1951 – Add home directory facility for chrooted environments

Bug 1951 - Add home directory facility for chrooted environments

Summary: Add home directory facility for chrooted environments

Status:	NEW

Alias:	None

Product:	Portable OpenSSH
Classification:	Unclassified
Component:	sshd (show other bugs)
Version:	-current
Hardware:	All All

Importance:	P2 enhancement
Assignee:	Assigned to nobody

URL:
Keywords:

Depends on:
Blocks:

Reported:	2011-11-19 04:40 AEDT by D'Arcy Cain
Modified:	2011-12-03 09:27 AEDT (History)
CC List:	1 user (show)

See Also:

Attachments
Diffs agains NetBSD 5.1 (3.12 KB, application/octet-stream) 2011-11-19 04:40 AEDT, D'Arcy Cain	no flags	Details
View All Add an attachment (proposed patch, testcase, etc.)

Note You need to log in before you can comment on or make changes to this bug.

Description D'Arcy Cain 2011-11-19 04:40:32 AEDT

Created attachment 2107 [details]
Diffs agains NetBSD 5.1

I find that the internal-sftp mostly does what I want except that it leaves the user in the root of the chroot area.  I can't make the user's directory the chroot since that is not owned by root.  So I added code to allow me to specify the home directory.  So, for example, I have the following Match stanza in sshd_config:

Match Group sftponly
    ChrootDirectory /u/
    AllowTCPForwarding no
    X11Forwarding no
    ForceCommand internal-sftp
    HomeDirectory /%u/

Now the user is dropped into his own home directory under the chroot area.

I'm not sure if the name is correct - we don't have to actually specify his home directory - but I have tested this on NetBSD 5.1 and it works.

Comment 1 Damien Miller 2011-12-02 10:56:13 AEDT

Actually, when ChrootDirectory is in use sshd will try to change to the user's home directory as obtained from the password database.

Comment 2 D'Arcy Cain 2011-12-02 23:00:39 AEDT

That's not what I saw in my case.  If you mean the system passwd file then that does not help.  That might be a different structure than the chrooted area.  I tried creating a passwd file in the chroot are but that didn't work.  Maybe it is internal-sftp that is different.

Try it yourself.  Create a test user and group and add a Match stanza similar to the one in my report except for the HomeDirectory.  See if you can make a passwd file that will drop that user into their home directory.

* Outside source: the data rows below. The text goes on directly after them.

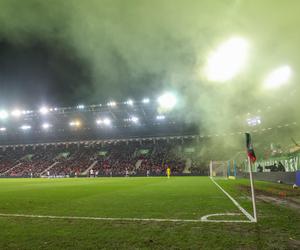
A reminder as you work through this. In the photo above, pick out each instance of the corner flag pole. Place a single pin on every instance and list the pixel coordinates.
(252, 190)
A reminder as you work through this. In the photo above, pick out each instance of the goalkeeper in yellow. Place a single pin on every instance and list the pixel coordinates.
(168, 172)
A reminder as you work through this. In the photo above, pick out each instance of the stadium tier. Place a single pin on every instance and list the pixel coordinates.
(138, 157)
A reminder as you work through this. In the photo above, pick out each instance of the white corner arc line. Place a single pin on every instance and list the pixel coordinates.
(115, 219)
(249, 216)
(97, 218)
(205, 218)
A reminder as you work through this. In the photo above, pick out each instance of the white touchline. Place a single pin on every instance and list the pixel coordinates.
(205, 218)
(249, 216)
(113, 219)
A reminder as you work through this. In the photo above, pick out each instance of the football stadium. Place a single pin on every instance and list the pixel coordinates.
(155, 124)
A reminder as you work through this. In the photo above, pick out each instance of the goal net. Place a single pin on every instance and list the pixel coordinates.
(219, 169)
(222, 170)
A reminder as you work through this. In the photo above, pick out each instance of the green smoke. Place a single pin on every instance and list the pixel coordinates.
(142, 46)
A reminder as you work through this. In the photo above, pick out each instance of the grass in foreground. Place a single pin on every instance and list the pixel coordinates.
(179, 197)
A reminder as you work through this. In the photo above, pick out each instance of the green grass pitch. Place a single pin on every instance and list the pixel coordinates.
(182, 198)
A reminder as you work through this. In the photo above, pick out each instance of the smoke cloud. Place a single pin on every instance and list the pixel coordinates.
(139, 47)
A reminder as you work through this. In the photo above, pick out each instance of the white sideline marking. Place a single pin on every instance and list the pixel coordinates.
(203, 219)
(96, 218)
(249, 216)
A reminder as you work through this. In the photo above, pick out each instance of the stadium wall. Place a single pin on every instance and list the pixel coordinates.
(285, 177)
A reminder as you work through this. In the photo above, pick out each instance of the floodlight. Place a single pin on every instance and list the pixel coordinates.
(167, 101)
(80, 106)
(254, 121)
(146, 100)
(16, 113)
(129, 102)
(3, 114)
(99, 122)
(227, 60)
(44, 110)
(106, 121)
(160, 117)
(134, 119)
(278, 77)
(25, 127)
(112, 104)
(75, 123)
(46, 125)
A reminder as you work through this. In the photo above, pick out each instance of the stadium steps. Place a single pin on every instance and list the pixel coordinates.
(47, 169)
(12, 168)
(85, 172)
(188, 164)
(138, 164)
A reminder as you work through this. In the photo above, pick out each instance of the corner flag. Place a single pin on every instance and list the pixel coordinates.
(250, 150)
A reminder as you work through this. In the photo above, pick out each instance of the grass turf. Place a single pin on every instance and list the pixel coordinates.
(175, 198)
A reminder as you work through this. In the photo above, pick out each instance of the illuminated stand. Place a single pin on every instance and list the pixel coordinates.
(231, 175)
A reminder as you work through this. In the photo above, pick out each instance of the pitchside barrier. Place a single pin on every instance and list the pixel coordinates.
(285, 177)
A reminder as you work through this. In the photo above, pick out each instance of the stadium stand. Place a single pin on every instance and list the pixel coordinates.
(137, 157)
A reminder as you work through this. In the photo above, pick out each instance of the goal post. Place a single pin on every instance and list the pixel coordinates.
(220, 170)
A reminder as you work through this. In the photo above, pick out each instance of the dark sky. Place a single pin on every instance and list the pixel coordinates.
(74, 51)
(37, 74)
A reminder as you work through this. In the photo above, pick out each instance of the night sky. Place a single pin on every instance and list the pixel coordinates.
(69, 52)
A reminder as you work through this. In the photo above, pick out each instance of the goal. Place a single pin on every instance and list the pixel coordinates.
(222, 170)
(219, 169)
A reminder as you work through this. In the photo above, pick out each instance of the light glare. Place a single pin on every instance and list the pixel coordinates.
(167, 101)
(44, 110)
(146, 100)
(25, 127)
(46, 125)
(278, 77)
(3, 114)
(16, 113)
(227, 60)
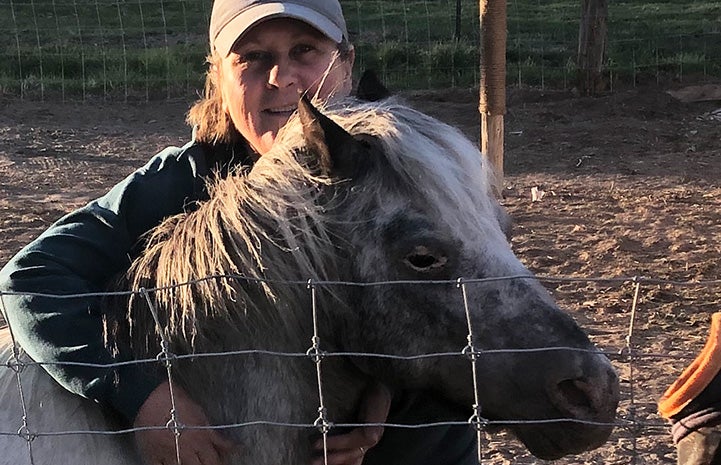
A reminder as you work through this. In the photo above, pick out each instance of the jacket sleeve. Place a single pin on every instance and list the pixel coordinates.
(80, 254)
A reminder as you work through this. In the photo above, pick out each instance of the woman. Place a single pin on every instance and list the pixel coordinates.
(263, 53)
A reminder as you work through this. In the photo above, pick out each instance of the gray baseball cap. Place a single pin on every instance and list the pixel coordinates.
(231, 18)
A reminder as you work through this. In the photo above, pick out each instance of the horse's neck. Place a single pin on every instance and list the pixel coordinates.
(272, 387)
(279, 390)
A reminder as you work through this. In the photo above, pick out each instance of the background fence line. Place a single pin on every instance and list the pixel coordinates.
(629, 354)
(140, 50)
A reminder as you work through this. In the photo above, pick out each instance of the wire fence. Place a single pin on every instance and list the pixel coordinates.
(155, 49)
(634, 419)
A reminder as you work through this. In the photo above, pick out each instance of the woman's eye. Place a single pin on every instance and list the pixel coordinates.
(301, 49)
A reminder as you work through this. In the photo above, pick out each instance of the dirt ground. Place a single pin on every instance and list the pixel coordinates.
(626, 185)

I tried all sorts of things and none of them worked.

Comment 3 Damien Miller 2011-12-03 07:57:54 AEDT

No, it uses the system password file and not one inside the chroot.

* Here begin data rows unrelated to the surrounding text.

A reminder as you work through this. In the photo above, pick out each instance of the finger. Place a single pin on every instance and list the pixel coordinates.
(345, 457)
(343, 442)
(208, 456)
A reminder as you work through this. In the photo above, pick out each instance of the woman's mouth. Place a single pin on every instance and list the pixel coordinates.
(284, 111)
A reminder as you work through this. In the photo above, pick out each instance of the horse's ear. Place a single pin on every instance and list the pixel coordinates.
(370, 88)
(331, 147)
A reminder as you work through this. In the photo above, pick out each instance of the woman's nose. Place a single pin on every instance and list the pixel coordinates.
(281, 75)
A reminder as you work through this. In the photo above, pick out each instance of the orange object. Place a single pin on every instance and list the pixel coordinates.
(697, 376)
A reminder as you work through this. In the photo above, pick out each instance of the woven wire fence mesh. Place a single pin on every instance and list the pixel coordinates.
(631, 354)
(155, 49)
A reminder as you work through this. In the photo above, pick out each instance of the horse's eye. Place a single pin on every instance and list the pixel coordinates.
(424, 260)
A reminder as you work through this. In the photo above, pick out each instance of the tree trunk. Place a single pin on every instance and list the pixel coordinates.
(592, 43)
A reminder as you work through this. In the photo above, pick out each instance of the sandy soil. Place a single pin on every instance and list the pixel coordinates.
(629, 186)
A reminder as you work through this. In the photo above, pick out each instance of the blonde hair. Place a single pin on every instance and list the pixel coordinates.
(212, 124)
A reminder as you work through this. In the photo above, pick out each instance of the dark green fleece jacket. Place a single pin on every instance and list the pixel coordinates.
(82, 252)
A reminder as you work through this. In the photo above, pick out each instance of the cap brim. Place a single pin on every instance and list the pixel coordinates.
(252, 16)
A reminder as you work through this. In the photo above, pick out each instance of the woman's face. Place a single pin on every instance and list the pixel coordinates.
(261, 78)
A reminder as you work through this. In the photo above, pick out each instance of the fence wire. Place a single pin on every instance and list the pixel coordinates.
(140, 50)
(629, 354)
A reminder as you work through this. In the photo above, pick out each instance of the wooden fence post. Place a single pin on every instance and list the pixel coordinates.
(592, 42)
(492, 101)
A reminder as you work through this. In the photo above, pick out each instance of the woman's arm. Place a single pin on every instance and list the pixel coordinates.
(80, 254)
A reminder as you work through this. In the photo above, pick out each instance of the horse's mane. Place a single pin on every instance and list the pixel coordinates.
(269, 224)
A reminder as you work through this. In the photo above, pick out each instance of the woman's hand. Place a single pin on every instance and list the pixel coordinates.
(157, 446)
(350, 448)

You can recreate the home directory structure from the password file inside the chroot and it will work. E.g. create /u/home/sftponly (if that's what the password home directory is)

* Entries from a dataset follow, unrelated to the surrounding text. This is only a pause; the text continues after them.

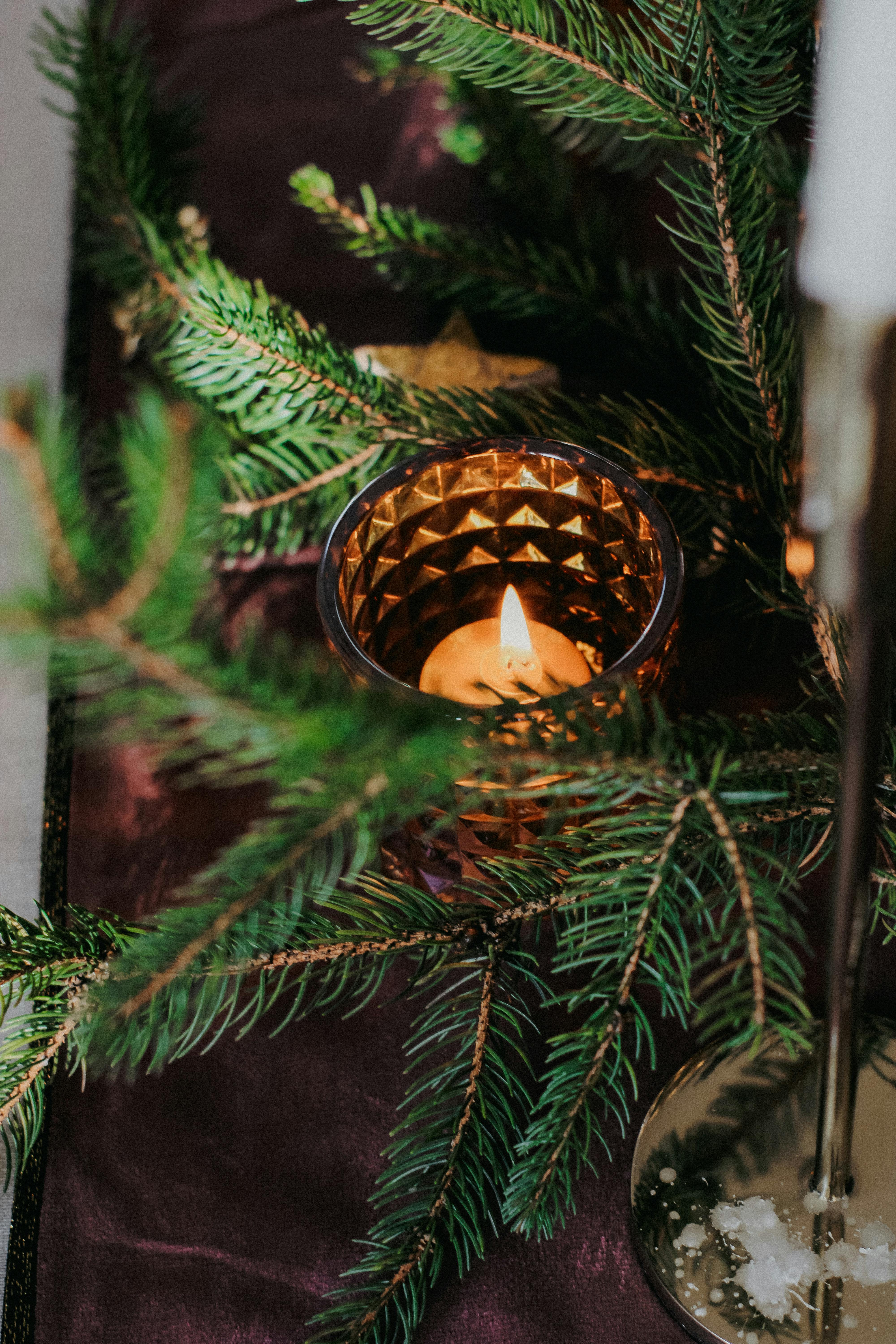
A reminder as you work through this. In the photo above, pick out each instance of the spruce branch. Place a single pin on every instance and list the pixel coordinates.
(450, 1152)
(424, 1236)
(745, 318)
(746, 901)
(237, 908)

Comment 4 D'Arcy Cain 2011-12-03 09:27:52 AEDT

Again, not that useful.  Here is the issue.  My user is "joe" so his home directory, where his public_html lives, is /u/joe.  In the chroot directory he is /joe.  I want him to wind up in /joe.  After chroot /u/joe doesn't even exist.  But I need it to exist in the top level in order to display his web site so I can't modify /etc/passwd.

Yes, I could probably do all sorts of funky links/null mounts but a simple sshd_config directive would be so much simpler and cleaner.

I do create a passwd and group file under /u so that directory listings show ownership.